Experiment 3: Ozone water with concentration of 2.5 ug/ml, 5 ug/ml and 10 ug/ml was produced by ozone generator. Ozone water with concentration of 4.5 ml was used to sterilize the suspension of E. coli producing beta-lactamase in vitro quantitatively for six times. After 0,0.5,1,2,4,8 and 16 minutes, the mixture of 0.5 ml ozone water was absorbed and added to 4.5 ml neutralizer, respectively. After 5 minutes, 10 UL neutralized mixture was inoculated on general nutrient agar medium, cultured in greenhouse incubator for 24 hours, colony counting and sterilization rate were calculated. After 0, 2, 4, 8 and 16 minutes of in vitro sterilization with 10 ug/ml ozone water, neutralizer was added, centrifuged for 15 minutes at 3200 r/min, supernatant was discarded, and then supernatant was added. Put 1 ml phosphate buffer into suspension for 5 minutes, take the same amount of suspension and 3% phosphotungstic acid staining for 2 minutes, then drop on the copper mesh. After drying, observe the ultrastructure of the bacteria under transmission electron microscope.

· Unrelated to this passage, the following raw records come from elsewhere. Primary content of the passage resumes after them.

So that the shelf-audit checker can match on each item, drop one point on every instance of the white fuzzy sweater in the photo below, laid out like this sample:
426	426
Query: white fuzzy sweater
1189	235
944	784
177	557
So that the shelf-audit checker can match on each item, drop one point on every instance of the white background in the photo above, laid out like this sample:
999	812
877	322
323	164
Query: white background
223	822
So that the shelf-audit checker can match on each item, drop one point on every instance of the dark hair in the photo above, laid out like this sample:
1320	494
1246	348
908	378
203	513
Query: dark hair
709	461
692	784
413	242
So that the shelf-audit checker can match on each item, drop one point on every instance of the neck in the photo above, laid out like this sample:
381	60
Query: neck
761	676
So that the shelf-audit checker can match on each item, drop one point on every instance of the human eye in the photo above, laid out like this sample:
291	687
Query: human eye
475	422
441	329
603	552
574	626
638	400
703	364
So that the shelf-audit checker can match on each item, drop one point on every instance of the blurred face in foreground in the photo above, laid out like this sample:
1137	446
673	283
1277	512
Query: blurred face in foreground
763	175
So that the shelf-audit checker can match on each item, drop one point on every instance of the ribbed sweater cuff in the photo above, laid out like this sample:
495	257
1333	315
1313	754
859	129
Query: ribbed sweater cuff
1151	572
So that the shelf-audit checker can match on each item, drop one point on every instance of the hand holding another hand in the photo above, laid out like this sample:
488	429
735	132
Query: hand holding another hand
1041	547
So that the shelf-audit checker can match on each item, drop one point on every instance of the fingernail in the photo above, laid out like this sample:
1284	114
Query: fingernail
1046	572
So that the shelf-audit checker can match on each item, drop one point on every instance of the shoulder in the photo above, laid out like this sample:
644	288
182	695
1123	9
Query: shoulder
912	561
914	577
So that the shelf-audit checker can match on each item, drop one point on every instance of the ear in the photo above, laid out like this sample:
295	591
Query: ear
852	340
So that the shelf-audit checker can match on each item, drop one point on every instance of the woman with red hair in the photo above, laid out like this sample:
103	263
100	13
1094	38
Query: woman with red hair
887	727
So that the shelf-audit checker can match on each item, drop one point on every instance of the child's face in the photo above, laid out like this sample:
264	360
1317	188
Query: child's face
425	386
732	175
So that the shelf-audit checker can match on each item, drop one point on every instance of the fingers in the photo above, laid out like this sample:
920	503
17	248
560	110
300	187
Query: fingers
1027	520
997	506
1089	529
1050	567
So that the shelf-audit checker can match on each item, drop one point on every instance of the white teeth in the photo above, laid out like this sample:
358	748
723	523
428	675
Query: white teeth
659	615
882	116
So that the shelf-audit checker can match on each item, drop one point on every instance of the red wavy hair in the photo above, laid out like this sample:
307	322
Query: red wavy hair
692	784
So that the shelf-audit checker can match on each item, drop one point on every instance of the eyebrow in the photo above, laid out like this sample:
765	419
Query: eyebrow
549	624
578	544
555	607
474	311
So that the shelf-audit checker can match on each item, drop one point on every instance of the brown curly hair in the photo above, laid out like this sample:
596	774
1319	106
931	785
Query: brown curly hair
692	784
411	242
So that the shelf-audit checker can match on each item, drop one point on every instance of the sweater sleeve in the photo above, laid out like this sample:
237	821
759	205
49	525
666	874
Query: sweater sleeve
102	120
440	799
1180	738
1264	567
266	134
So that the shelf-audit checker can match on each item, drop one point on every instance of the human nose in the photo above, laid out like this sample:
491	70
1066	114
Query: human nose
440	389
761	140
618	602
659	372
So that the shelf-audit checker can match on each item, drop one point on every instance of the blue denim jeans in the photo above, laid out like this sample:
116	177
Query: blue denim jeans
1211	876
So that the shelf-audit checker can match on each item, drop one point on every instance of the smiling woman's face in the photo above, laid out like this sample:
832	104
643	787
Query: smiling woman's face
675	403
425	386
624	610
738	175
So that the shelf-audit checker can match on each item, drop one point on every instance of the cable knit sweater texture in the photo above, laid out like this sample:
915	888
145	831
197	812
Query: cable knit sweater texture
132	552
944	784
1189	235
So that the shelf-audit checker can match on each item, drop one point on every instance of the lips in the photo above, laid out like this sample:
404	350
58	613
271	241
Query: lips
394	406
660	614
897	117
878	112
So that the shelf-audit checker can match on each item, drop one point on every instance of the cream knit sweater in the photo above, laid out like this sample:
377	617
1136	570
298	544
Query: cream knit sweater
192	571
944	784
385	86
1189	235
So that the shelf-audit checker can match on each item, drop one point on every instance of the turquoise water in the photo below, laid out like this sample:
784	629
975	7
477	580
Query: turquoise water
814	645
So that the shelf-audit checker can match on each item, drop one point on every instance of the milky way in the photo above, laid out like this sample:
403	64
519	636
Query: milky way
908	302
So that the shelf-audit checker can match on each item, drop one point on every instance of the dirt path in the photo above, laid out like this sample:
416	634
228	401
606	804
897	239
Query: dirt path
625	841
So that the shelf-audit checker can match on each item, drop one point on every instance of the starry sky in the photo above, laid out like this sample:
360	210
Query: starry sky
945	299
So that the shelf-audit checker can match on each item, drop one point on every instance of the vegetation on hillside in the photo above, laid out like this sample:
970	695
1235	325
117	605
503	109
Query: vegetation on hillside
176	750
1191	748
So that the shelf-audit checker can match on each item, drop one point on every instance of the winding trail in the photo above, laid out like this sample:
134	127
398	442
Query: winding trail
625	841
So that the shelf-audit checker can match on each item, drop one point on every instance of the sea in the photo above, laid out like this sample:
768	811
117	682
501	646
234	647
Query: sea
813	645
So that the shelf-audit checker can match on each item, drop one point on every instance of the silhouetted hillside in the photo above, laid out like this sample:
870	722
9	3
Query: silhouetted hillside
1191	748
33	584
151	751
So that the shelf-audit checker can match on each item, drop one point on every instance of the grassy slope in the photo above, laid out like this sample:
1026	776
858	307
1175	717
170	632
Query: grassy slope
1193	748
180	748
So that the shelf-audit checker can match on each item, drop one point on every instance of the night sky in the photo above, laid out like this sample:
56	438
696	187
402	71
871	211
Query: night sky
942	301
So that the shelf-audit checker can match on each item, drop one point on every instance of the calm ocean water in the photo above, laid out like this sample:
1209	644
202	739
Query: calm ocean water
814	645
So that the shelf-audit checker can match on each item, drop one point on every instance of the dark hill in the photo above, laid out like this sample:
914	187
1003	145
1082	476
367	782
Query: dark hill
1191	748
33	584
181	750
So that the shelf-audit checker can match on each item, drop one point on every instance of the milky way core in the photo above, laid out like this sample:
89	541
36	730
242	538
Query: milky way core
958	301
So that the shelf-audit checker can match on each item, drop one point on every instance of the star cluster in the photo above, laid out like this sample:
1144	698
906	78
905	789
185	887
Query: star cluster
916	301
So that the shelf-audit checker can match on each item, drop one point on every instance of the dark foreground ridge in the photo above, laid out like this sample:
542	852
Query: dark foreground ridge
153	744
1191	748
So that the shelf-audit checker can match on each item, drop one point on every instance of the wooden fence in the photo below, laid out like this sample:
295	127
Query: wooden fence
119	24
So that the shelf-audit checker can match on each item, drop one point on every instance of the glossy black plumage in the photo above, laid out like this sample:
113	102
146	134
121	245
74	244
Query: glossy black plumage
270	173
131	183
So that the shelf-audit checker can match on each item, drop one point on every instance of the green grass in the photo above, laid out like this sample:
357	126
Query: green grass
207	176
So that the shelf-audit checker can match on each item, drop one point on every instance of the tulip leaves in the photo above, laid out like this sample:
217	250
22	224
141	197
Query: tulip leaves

Experiment 4: Ozone water with concentration of 2.5 ug/ml, 5 ug/ml, 10 ug/ml was produced by ozone generator, and 4.5 ml ozone water was taken to sterilize 0.5 ml carbapenem-resistant Pseudomonas aeruginosa suspension in vitro for six times. After 0, 0.5, 1, 2, 4, 8 and 16 minutes, the mixture of 0.5 ml ozone water was absorbed, added to 4.5 ml neutralizer, and the suspension was shaken for 5 m. After in vitro sterilization of carbapenem-resistant Pseudomonas aeruginosa with 10ug/ml ozone water for 0,2,4,8 and 16 minutes respectively, neutralizer was added, centrifuged for 15 minutes by 3200r/min, and then supernatant was discarded. Add 1 ml phosphate buffer suspension for 5 minutes, take the same amount of suspension and 3% phosphotungstic acid staining for 2 minutes, then drop on the copper mesh. After drying, the ultrastructure of the bacteria was observed under transmission electron microscope.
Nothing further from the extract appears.